A pesquisa Quaest/Genial revelou o que já se comentava nos bastidores: Lula está em queda livre na Bahia, e isso ameaça diretamente o futuro do PT no estado. Pela primeira vez, a desaprovação do presidente ultrapassou a aprovação, colocando aliados em alerta. Se em 2022 a força de Lula impulsionou Jerônimo Rodrigues, agora o jogo virou.
Sem um padrinho político forte, o governador pode se tornar apenas um figurante em 2026. Para piorar, ACM Neto já aparece numericamente à frente nas intenções de voto, reforçando o clima de incerteza dentro do Palácio de Ondina.

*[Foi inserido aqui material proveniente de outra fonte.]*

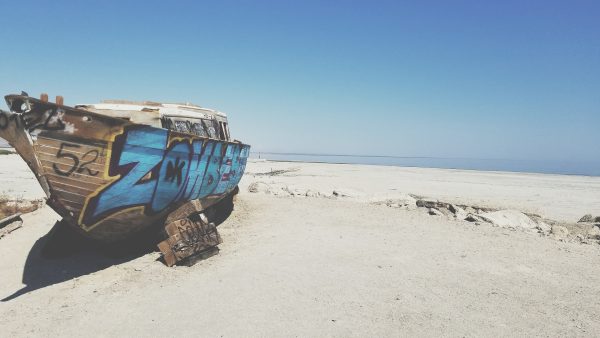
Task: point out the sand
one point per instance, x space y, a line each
326 265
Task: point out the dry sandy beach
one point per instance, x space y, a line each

Diante do cenário desastroso, a estratégia petista foi apostar na velha tática das fake news. Governistas tentaram espalhar boatos de que ACM Neto desistiria da disputa pelo governo da Bahia para concorrer a deputado federal. Mas o tiro saiu pela culatra. No dia seguinte, a pesquisa revelou que Neto já lidera a corrida contra Jerônimo, escancarando o desespero petista. A tentativa de desviar o foco da crise de Lula só resultou em mais constrangimento para o partido.
Se a popularidade de Lula desaba, a gestão de Jerônimo segue o mesmo caminho. Nenhuma das áreas pesquisadas – educação, infraestrutura, segurança, saúde – chegou a 50% de avaliação positiva. Segurança e saúde, inclusive, aparecem como as piores áreas, com índices de reprovação de 39% e 38%, respectivamente. Além disso, a percepção de que a Bahia está pior do que outros estados subiu de 43% para 49%. Ou seja, a população já sente os efeitos de um governo fraco e ineficiente.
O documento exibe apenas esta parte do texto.